I never gave Chelsea a slight chance of victory and I never entertained a thought of City failing to score. This is despite the anticipated tactics that were thought to be Mourinho’s ace up the sleeve – ultra-defensive behaviour, parking the bus until the cows came home, and that is exactly what The Special One did not do.
It came to what I always used in lower division football, which I thought was inappropriate at the time and worse still in top-flight football of the 21st century, basically a 1-6-4 formation. You can configure the 6 and the 4 as you like but the result of that distribution of players on the pitch was that the Blues were far offensive enough and very compact defensively.
One can dwell on the stats about the broken 11-match winning streak in the league for City as well as eight in a row at home. That is something else. The world witnessed Mourinho at his best. Chelsea played against one of the world’s in-form teams of all time in the whole world, a team embarrassed with an array of talent, and he tore them to shreds. So effective was the attack that the bar saved City not once, not twice but thrice. We are not mentioning comic misses and Joe Hart saves.
Now that the Citizens lost, there may be sympathisers who could be justified to mourn about the absence of Fernandinho, Nasri and Aguero. City skinned so many teams with or without many players before. Chelsea were well prepared to beat City with all their stars in place and they executed their plan to the letter. For their record, Chelsea had kept four clean sheets in a row away from home in the Premier League so far and adding City to that list has many implications.

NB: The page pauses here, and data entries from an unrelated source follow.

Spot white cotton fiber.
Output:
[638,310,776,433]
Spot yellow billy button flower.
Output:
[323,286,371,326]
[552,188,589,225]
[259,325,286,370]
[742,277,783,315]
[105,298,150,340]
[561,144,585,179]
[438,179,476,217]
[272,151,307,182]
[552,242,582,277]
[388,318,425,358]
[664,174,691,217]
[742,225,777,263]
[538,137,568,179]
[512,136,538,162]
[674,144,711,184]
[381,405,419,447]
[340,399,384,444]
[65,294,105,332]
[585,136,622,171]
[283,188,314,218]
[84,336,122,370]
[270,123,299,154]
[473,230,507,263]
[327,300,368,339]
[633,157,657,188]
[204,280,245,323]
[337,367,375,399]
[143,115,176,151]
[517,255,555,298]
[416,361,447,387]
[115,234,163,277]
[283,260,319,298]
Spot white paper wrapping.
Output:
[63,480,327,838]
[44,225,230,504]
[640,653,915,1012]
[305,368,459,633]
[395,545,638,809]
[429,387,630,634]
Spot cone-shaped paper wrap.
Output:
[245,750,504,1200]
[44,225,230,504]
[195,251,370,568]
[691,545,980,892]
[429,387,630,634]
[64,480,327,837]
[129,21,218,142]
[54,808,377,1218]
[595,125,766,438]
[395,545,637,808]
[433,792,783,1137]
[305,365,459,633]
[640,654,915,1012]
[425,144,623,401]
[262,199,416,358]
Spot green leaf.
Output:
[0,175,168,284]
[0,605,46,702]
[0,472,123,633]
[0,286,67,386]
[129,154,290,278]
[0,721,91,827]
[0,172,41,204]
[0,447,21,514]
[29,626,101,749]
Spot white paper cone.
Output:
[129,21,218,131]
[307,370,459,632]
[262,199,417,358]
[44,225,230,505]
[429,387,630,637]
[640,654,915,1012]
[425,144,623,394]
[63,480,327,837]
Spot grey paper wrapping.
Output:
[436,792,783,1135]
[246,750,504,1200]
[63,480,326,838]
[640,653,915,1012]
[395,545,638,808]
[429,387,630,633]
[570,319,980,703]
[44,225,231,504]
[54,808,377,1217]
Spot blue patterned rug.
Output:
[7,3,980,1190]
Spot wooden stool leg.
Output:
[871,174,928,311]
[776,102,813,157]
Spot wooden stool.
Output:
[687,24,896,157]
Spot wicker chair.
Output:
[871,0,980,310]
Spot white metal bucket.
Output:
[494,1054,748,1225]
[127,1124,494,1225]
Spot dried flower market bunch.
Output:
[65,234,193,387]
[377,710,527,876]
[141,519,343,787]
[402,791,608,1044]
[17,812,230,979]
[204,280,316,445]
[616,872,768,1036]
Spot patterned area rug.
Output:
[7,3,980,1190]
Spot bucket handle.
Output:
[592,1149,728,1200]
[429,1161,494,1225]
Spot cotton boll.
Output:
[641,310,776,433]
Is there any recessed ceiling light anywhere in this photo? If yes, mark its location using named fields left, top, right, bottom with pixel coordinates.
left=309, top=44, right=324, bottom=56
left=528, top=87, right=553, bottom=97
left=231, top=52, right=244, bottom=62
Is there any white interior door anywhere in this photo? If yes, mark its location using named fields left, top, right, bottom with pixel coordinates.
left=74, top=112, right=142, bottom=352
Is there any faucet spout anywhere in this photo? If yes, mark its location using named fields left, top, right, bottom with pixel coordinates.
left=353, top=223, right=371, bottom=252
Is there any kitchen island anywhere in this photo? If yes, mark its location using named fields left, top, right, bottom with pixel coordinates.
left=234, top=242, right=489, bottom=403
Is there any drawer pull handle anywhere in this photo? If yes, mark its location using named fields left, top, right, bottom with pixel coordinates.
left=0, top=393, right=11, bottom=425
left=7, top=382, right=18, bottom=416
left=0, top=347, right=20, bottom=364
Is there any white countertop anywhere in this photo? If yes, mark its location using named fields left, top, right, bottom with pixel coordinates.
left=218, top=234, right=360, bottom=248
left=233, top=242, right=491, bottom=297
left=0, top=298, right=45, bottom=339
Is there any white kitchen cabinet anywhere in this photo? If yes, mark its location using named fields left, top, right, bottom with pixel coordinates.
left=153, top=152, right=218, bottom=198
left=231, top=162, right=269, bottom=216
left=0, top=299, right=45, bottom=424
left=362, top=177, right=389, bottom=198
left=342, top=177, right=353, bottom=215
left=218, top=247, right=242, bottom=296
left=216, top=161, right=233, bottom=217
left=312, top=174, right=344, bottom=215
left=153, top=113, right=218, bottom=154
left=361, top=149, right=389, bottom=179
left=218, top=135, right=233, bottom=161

Many teams realise City are beatable as Arsene Wenger said before the match. This ups the stakes for smaller teams in the remaining City fixtures. City players will be questioning their invincibility, although they will tell you it is a blow they will take in their chin and push forward. That could be true and you can only feel for their next opponents.
For Chelsea, the direct benefit was matching the points tally to their rivals and raising the confidence that they can go all the way. This Chelsea cannot crush and finish small teams. The number one person in Wenger’s books today is Mourinho. More than Chelsea, Arsenal were a tertiary beneficiary of that victory. Many managers will tell you that they worry about their fixtures but one cannot say with a straight face that the Chelsea win did not open the race wide.
The victory is a game-changing ideal that keeps Chelsea and Arsenal hopes alive and the ultimate City celebrations really took a bad knock that will be sore and take time to heal. Anyone who is not Chelsea will find it hard to deal with a wounded City. Forget about the many mistakes done by Manuel Pelligrini. They will be back.